Search code examples
databricksazure-databricksspark-structured-streamingdelta-lake

Databricks - readstream from delta table writestream to orc file only with changes


A pipeline runs every 20 minutes pushing data to ADLS Gen2 storage in ORC format.

  1. I have an Azure Databricks notebook job which runs every 1 hour. This job reads the orc file from ADLS as structured stream (orc file created by pipeline mentioned above), then uses the merge functionality to upsert data to delta table based on a primaryKey column.
event_readstream = ( 
    spark.readStream
    .format("orc")
    .schema('my-schema.json')
    .load('/mnt/path/from/adls/to/orc/files/')
  )
  ...

def upsertEventToDeltaTable(df, batch_id): 
  input_df = (
    df
    .drop('address_line3')
    .dropDuplicates(['primaryKey'])
    .withColumn(partition_column, F.date_format(F.col('updateddate'), 'yyyy').cast('int'))
  )
  
  input_df.createOrReplaceTempView("event_df_updates")
  
  input_df._jdf.sparkSession().sql("""
    MERGE INTO events dbEvent
    USING event_df_updates dfEvent
    ON dbEvent.primaryKey = dfEvent.primaryKey
    WHEN MATCHED THEN UPDATE SET *
    WHEN NOT MATCHED THEN INSERT *                     
                             """)

event_writestream = ( 
    event_readStream
    .drop('adddress_line3')  #some column to be dropped
    .repartition(1)
    .writeStream
    .trigger(once=True)
    .format("delta")
    .option("checkpointLocation", "{}/checkpoints/{}".format(adls_mount_path,mytable))
    .foreachBatch(upsertEventToDeltaTable)
    .start()
  )
  1. The same notebook also uses the read stream (structured stream) and writes the data directly to a different location in ADLS Gen2 storage. This also uses the forEachBatch() from writestream with checkpoint options enabled.
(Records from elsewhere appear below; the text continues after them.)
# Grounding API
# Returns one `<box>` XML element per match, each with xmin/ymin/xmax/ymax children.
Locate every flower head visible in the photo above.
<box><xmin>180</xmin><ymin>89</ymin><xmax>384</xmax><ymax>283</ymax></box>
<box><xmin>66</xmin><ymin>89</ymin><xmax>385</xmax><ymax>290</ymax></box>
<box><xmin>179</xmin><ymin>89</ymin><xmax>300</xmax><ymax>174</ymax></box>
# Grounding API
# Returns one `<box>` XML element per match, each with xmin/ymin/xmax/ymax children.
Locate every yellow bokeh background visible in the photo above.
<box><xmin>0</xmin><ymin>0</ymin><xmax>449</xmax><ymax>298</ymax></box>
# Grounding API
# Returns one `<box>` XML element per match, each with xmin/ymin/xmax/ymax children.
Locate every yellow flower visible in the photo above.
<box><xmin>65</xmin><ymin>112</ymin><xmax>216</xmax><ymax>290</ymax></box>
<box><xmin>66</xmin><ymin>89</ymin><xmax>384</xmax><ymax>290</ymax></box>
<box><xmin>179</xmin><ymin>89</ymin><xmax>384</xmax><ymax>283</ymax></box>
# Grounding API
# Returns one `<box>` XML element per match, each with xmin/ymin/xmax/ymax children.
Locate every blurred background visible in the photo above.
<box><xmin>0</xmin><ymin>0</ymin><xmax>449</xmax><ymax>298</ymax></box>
def loadToLocation(df, batch_id): 
  (
    df
    .repartition(1)
    .write
    .partitionBy('updateddate')
    .format("orc")
    .mode("append")
    .save('{}/event/data'.format(adls_mount_path))  
  )

location_writestream = ( 
  event_readstream   # Same read stream is used here 
  .writeStream
  .trigger(once=True)
  .option("checkpointLocation", "{}/checkpoints/event".format(adls_mount_path))
  .foreachBatch(loadToLocation)
  .start()
)

Question:

  • The Delta table is upserts data every 1 hour in my case, if I create new readstream (reading from delta table ) and writestream (write to ORC file). will the ORC file contain only the changes that got merged in the delta table? [Details below]
  • Is there any issues in this approach, if only the changed or updated data will be written to ORC file?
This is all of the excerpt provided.